Place tomatoes into food processor. Process the tomatoes until they are mostly chopped. Remove and place them in a bowl for later.
2 medium roma tomato
Place ¼ cup of red onion and 2 cloves of garlic into the processor and pulse a few times until it is finely chopped. Throughout the steps, If the ingredients stick to the sides and don’t get chopped, use a spatula to push them down into the processor bowl and pulse again.
2 cloves garlic, ½ cup red onion
Next add the mushrooms, parsley and cilantro. You want to pulse until the mushrooms are finely chopped.
¼ cup flat leaf parsley leaves, ¼ cup cilantro leaves, 1 cup sliced mushrooms
Next add in the black beans, tomatoes, cumin and salt. When you pulse this time, make sure you don’t over process, as you want the burgers to have a little texture.
1 can black beans, ½ teaspoon cumin, ½ teaspoon salt
Lastly, add the quinoa and rolled oats to the processor. Pulse in short bursts to combine ingredients and make sure that the mixture retains some texture.
½ cup quinoa, 1 cup rolled oats
Line baking tray with parchment paper, measure out ½ cup of mixture and form into patties. Place the burgers on the parchment paper with space in between.
Place the burgers in a hot oven and cook for 20 minutes. Remove the tray and gently flip the burgers, place the tray back in the oven and cook for an additional 15 minutes. The burgers should be hot and a crust should be formed on the outside.
Notes
Shaping the Burgers. Measure the mixture out for even cooking and use a burger press for the best-shaped burgers. It's an inexpensive kitchen tool that really comes in handy and makes prettier veggie burger patties.

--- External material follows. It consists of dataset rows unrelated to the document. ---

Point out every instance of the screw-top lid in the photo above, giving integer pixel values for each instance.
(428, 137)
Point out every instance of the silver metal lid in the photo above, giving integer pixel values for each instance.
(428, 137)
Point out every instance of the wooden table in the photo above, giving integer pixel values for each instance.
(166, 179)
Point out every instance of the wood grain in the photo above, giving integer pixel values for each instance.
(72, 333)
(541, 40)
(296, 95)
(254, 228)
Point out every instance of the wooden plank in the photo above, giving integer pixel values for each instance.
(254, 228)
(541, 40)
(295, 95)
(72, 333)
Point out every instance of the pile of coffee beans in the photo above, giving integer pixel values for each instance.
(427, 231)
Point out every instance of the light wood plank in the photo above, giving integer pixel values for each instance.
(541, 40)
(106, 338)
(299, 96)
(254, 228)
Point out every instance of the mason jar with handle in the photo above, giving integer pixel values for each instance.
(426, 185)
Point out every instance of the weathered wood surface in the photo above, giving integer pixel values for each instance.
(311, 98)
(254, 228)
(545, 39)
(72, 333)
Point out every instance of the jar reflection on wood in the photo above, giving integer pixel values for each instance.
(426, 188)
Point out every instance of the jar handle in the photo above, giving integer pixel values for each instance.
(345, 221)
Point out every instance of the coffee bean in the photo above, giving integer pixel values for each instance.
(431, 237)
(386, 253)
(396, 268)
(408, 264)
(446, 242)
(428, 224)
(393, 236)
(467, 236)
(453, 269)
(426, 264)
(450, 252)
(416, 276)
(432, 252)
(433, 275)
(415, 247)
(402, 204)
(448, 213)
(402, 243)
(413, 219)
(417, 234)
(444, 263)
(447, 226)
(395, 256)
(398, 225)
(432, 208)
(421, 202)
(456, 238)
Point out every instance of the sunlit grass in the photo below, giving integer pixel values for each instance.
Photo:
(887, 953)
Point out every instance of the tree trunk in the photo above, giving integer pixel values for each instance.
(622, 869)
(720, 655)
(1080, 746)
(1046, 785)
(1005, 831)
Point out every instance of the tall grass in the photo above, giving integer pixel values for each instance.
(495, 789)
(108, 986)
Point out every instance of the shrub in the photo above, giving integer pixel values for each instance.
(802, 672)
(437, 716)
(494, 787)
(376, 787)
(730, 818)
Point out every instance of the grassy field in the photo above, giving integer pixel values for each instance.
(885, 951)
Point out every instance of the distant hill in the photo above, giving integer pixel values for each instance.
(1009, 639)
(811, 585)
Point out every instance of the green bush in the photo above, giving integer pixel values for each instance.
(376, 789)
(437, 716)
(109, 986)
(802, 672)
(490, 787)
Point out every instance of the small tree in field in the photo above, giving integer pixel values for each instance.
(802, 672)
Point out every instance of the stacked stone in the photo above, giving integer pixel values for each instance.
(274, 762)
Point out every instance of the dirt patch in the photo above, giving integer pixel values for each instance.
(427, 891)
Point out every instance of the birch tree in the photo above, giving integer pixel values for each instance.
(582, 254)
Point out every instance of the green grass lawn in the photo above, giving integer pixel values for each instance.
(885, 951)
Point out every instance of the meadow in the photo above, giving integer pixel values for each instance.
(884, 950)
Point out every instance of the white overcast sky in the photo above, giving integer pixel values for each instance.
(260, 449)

Best Burger Size. Weigh the mixture using a kitchen scale so that each patty is 3 or 3.5 ounces. If you don't have a scale, use a half-cup measuring cup. Don't make them larger as they will be crumbly.
Flipping the Burgers. Flip carefully halfway through the cooking process as the patties are still a little fragile but will firm up more as they continue cooking.
Don’t Over-Process. The best way to do this is to use short pulses to chop and mix at each step. And doing so only long enough to chop the ingredients into small pieces without turning them to mush.